Moments of the 2d directed polymer in the subcritical regime and a generalisation of the Erd\"os-Taylor theorem

TL;DR

This paper analyzes the moments of the 2D directed polymer's partition function in the subcritical regime, revealing their limits, connecting to Gaussian free fields, and generalizing the Erdős-Taylor theorem on collision local times.

Contribution

It computes the limiting moments of the partition function and averaged field, and extends the Erdős-Taylor theorem to multiple random walk collisions in two dimensions.

Findings

Limit of moments of the partition function established.

Connection to Gaussian free field identified.

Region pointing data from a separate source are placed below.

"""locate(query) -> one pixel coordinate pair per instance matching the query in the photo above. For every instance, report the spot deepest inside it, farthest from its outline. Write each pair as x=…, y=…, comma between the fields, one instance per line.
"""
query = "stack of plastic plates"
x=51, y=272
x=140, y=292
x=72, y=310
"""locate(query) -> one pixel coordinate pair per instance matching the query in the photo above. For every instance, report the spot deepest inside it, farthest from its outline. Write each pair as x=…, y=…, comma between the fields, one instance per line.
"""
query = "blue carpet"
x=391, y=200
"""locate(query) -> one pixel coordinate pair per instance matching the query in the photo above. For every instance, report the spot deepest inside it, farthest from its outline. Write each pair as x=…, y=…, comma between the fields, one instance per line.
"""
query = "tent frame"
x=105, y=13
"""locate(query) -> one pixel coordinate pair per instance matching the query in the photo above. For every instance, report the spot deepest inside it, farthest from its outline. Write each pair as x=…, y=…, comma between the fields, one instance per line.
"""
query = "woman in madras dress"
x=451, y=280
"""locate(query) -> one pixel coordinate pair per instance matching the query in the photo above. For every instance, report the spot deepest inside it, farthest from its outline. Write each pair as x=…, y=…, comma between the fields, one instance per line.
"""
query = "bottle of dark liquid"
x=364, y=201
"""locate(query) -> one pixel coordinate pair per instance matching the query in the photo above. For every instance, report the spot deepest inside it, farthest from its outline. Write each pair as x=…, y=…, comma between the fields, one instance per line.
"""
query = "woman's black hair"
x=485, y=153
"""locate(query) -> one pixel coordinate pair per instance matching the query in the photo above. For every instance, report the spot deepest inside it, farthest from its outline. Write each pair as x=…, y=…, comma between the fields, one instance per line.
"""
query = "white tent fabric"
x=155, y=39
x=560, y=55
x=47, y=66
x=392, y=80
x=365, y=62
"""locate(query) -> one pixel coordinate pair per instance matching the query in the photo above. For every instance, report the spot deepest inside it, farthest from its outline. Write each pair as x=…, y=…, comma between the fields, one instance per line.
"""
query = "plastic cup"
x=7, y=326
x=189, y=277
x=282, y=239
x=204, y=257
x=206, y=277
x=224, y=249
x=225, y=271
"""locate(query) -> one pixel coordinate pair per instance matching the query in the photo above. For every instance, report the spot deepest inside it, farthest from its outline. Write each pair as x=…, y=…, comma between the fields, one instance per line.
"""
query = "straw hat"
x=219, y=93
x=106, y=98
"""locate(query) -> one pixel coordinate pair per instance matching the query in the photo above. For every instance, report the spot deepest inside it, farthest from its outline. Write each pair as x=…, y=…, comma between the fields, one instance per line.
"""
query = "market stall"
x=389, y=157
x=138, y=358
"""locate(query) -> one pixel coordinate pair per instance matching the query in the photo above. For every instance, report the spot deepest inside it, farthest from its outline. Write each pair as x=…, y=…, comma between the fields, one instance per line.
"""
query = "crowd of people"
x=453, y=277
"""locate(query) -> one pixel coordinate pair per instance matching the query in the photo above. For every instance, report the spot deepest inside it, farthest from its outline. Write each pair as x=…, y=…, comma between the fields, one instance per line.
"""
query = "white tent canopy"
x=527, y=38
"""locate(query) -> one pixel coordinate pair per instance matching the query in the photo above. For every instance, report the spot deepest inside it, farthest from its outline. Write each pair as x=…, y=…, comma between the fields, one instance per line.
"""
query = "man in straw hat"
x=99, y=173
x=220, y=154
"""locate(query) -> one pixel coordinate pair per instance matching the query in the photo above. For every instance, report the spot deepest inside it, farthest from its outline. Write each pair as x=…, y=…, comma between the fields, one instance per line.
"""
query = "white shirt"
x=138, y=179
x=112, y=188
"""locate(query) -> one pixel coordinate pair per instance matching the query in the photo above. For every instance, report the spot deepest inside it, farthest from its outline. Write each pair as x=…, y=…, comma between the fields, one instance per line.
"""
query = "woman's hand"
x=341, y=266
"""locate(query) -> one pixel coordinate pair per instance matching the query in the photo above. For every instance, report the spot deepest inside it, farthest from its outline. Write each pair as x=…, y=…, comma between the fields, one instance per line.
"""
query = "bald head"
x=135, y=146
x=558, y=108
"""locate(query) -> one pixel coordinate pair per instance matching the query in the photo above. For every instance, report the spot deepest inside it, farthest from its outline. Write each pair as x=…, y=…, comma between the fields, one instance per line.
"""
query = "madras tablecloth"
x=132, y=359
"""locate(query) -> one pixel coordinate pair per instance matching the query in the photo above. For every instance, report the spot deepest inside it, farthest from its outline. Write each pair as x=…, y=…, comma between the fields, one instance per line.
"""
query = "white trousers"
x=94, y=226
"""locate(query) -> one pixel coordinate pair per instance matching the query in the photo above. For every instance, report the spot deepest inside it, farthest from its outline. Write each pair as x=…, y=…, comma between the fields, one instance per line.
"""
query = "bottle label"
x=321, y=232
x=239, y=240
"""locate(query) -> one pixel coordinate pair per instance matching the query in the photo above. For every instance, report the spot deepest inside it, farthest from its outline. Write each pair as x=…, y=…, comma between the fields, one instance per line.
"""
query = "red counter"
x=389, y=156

Generalization of Erdős-Taylor theorem on collision times.

Abstract

We compute the limit of the moments of the partition function $Z_{N}^{\beta_N} $ of the directed polymer in dimension $d=2$ in the subcritical regime, i.e. when the inverse temperature is scaled as $\beta_N \sim \hat{\beta} \sqrt{\tfrac{\pi}{\log N}}$ for $\hat{\beta} \in (0,1)$. In particular, we establish that for every $h \in \mathbb{R}$, $\lim_{N \to \infty } \mathbb{E}\big[\big(Z_{N}^{\beta_N}\big)^h\big]=\big(\frac{1}{1-\hat{\beta}^2}\big)^{\frac{h(h-1)}{2}}.$ We also identify the limit of the moments of the averaged field $\tfrac{\sqrt{\log N}}{N} \sum_{x \in \mathbb{Z}^2} \varphi(\tfrac{x}{\sqrt{N}})\big(Z_{N}^{\beta_N}(x)-1 \big )$, for $\varphi \in C_c(\mathbb{R}^2)$, as those of a gaussian free field. As a byproduct, we identify the limiting probability distribution of the total pairwise collisions between $h$ independent, two dimensional random walks starting at the origin. In particular, we derive that $$ \frac{\pi}{\log N}\sum_{1 \leq i<j\leq h} \mathsf{L}_N^{(i,j)}\xrightarrow[N \to \infty ]{(d)} \Gamma\big( \tfrac{h(h-1)}{2},1\big) \, ,$$ where ${\mathsf{L}}^{(i,j)}_N$ denotes the collision local time by time $N$ between copies $i,j$ and $\Gamma$ denotes the Gamma distribution. This generalises a classical result of Erd\"{o}s-Taylor.